Only an hour before the time for her guests to arrive Mrs. Sinclair called Stella to her luxurious dressing-room and, passing her arm around the young girl's form, said fondly: "Stella dear, look your best to-night. You know we expect a large contingent of lords and baronets, and nothing fills my old heart with more exquisite pleasure than to witness the admiration which they bestow upon my beautiful daughter."

Stella laughed softly, but no blush of foolish vanity rose in her face at her foster-mother's tender words. She only pressed the matronly arm affectionately and replied, "All right, mamma, I will do my best. But you are sure it is because of the 'lords and baronets' that you wish me to look my best? Confess now," she continued archly, "is it not because you wish the first glimpse of his adopted sister to be a satisfactory one to Maurice that you take this violent interest?"
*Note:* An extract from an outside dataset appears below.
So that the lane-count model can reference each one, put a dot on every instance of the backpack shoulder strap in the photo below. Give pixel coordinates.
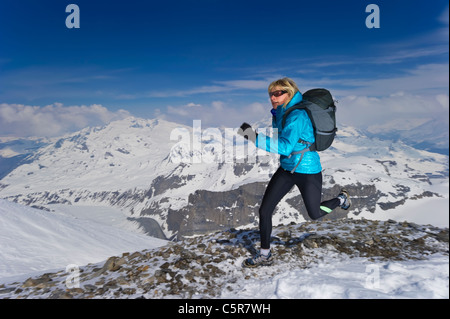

A little disconcerted by the young girl's reading of her secret, Mrs. Sinclair could only laugh and push her gently from the room.

After Stella had gone, Mrs. Sinclair sank down on the sofa by the heavily draped window to hold brief communion with herself as was her wont when questions or thoughts of more than usual importance arose in her mind. There was only a few moments in which to thus commune, but Mrs. Sinclair possessed that distinctly feminine ability to evolve various extraordinary theories on a given subject and yet deduct therefrom a logical conclusion in about half the time it would take a less intuitive brain to lose itself completely in an inextricable tangle of reasons and vagaries. "The past is past," was her conclusion.